Ambulation/transfers are impaired, needs assistance with some portion of movement · At risk for falls; increase of Parkinsonism symptoms · Increase of autonomic dysfunctions; frequent episodes of incontinence (two+ per week) · Needs assistance/supervision with most ADLs; may require DME · Speech becomes impaired, projection (volume) may decrease · Able to follow content of most simple/brief conversations or simple commands; increased difficulty with expressive language · Able to be left unsupervised less than one hour but unable to work or drive · Unable to administer medication without supervision· Unable to organize or participate in leisure activities ·Inability to tell time or comprehend time passing · Mood fluctuations (depressed, paranoid, anxious, angry) requiring medical monitoring; increased confusion; delusions; and increased Capgras Syndrome · Severity of symptoms may increase or decrease


Caregiver at high risk for chronic health/joint problems. Self-care is paramount to providing patient care.
The needs of the patient require the assistance of a home-health aide/private-duty aide two-to-seven days per week. Increased patient needs may require potential for long-term care placement. Patient may be declared mentally incapacitated. Caregiver may need to explore Hospice services.

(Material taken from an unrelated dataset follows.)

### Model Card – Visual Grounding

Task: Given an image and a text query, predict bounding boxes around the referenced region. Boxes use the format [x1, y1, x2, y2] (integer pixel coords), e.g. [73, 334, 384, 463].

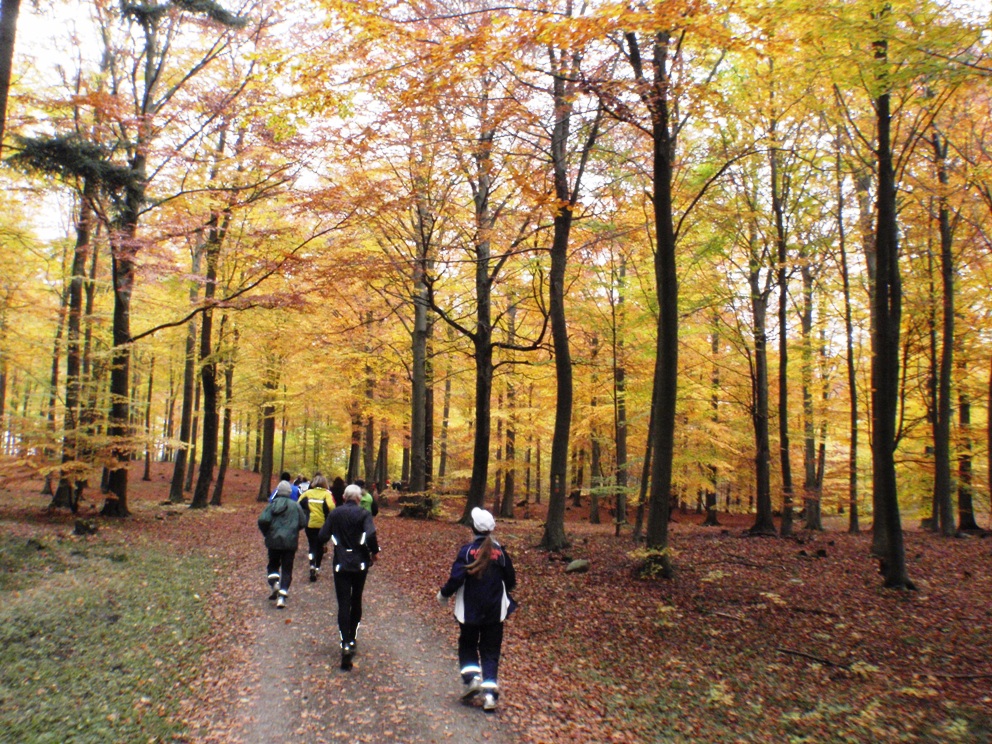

Needs continuous assistance with ambulation/transfers; high risk for falls; may need electronic lift recliner chair ·Needs assistance with all ADLs; requires 24-hour supervision · Autonomic dysfunctions need regular medical monitoring; incontinent of bladder and bowel · Unable to follow content of most simple/brief conversations or commands; speech limited to simple sentences or one-to-three-word responses · Parkinson’s symptoms need regular medical monitoring · Choking, difficulty swallowing (dysphasia), aspiration, excessive drooling · Increased daytime sleeping · Hallucinations prevalent but less troublesome


Caregiver is actively grieving. Potential for increased caregiver stress. Hospice assistance is strongly suggested. Caregiver will need hands-on support from others to maintain LO at home. Caregiver may need to honor decisions made earlier on the Living Will.

Dependent for all ADLs; patient may require hospital bed, Hoyer lift or Mo-lift, suction machine, etc.); and assistance with repositioning · High risk for URI, pneumonia, and UTI ; skin breakdown; and may have a fever · Difficulty swallowing with possible decision for feeding tube necessary · Muscle contractions – hands, legs, arms; lean to either side very pronounced · May need nutritional supplements – Ensure/Boost/ Carnation Instant Breakfast ·Unable to follow simple commands; decreased or no language skills · Constant delusions · Fluctuations less frequent and more severe

Simple Checklist for Lewy Body Dementia Diagnosis

How many of the following have occurred at least three times over the past six months?

1. Slowness in initiating and maintaining movement or have frequent hesitations or pauses during movement?
2. Rigidity (with or without cogwheeling) on passive range of motion in any of the 4 extremities?
3. Loss of postural stability (balance) with or without frequent falls?
4. Tremor at rest in any of the 4 extremities or head?
5. Excessive daytime sleepiness and/or seem drowsy and lethargic when awake?
6. Episodes of illogical thinking or incoherent, random thoughts?
7. Frequent staring spells or periods of blank looks?
8. Visual hallucinations (see things not really there)?
9. Appear to act out his/her dreams (kick, punch, thrash, shout or scream)?
10. Have orthostatic hypotension or other signs of autonomic insufficiency?

Total how many of the above 10 items occurred at least three times during the past six months. If the total is three or more, there is a very high likelihood of the presence of Lewy Bodies. Discuss the results with your medical specialist.